From 1 April 2017, non-resident suppliers of remote services that are subject to GST under the new proposed rules will have quarterly taxable periods. This is intended to align with these suppliers’ filing obligations in other jurisdictions, to reduce their compliance costs.

Expressing amounts in a foreign currency

Currently, the GST Act requires that all amounts are expressed in New Zealand currency at the time of supply. This means that if a supply is paid for in a foreign currency, the value of the supply must be expressed as the amount of foreign currency converted to New Zealand currency at the exchange rate applying at the time of supply.

As this requirement could result in significant compliance costs for offshore suppliers who register under the new rules, amendments are proposed to section 77 that will provide non-resident suppliers of remote services with the option of expressing amounts in a foreign currency. The foreign currency amounts would then be converted into New Zealand dollars at the time of filing their return (or at the due date for filing, if the return was filed past the due date). To ensure that suppliers to do not switch between currencies to take advantage of currency movements, a “lock-in” rule will prevent the non-resident supplier from changing their election within two years.

Holding records outside New Zealand and in a language other than English

Proposed section 75(3BA) will provide an automatic exception to the requirement to keep and retain records in English or at a place in New Zealand for non-resident suppliers of remote services that are subject to GST under proposed section 8(3)(c). Currently, a GST-registered person must apply to the Commissioner of Inland Revenue for authorisation to keep records at a place outside New Zealand or in a language other than English.

Exception from the bank account requirement

Recent amendments to the Tax Administration Act 1994 require an offshore person to have a fully functional New Zealand bank account in order to obtain an IRD number. This is to ensure that an offshore person has first been subjected to New Zealand’s anti-money laundering and Countering Financing of Terrorism rules.

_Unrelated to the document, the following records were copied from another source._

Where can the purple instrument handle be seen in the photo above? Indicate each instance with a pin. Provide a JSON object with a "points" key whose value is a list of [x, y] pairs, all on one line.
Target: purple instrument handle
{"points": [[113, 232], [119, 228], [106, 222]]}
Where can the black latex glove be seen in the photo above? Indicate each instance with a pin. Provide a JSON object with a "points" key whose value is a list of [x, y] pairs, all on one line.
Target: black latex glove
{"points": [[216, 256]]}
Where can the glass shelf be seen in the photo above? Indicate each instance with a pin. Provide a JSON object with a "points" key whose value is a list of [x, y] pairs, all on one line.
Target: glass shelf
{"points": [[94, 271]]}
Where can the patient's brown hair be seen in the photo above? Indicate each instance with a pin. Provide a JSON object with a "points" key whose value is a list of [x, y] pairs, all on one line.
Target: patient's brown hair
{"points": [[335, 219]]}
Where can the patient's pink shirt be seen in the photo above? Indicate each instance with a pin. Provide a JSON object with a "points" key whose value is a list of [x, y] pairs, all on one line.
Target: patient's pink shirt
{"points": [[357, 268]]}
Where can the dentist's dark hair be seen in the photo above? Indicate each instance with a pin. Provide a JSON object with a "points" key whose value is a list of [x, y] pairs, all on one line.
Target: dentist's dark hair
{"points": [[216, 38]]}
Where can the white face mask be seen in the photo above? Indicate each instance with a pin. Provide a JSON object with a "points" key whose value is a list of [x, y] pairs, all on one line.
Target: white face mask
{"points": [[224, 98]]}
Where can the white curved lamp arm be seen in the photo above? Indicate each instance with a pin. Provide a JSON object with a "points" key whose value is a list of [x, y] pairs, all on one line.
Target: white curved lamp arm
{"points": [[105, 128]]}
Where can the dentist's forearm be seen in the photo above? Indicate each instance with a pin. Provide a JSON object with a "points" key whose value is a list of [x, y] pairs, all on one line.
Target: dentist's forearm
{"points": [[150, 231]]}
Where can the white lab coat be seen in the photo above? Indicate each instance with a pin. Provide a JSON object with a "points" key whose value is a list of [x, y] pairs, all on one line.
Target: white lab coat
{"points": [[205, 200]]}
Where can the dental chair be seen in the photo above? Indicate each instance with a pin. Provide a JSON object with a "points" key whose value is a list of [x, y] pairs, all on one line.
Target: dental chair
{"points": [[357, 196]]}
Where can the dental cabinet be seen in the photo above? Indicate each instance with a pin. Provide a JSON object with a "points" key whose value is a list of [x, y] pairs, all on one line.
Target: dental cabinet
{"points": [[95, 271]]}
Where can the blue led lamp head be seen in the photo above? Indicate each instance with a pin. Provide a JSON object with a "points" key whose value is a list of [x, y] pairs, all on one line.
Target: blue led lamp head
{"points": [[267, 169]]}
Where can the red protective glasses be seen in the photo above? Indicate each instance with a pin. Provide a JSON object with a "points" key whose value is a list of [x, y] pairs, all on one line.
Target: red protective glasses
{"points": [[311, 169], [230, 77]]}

Proposed section 24BA(1B) will provide an exception to this requirement for non-resident supplier who required an IRD number solely because they are a non-resident supplier of remote services that are taxed under the proposed rules. As these suppliers will often have no connection with New Zealand other than supplying a remote service to New Zealand customers, this requirement would otherwise impose compliance costs, and may discourage GST registration.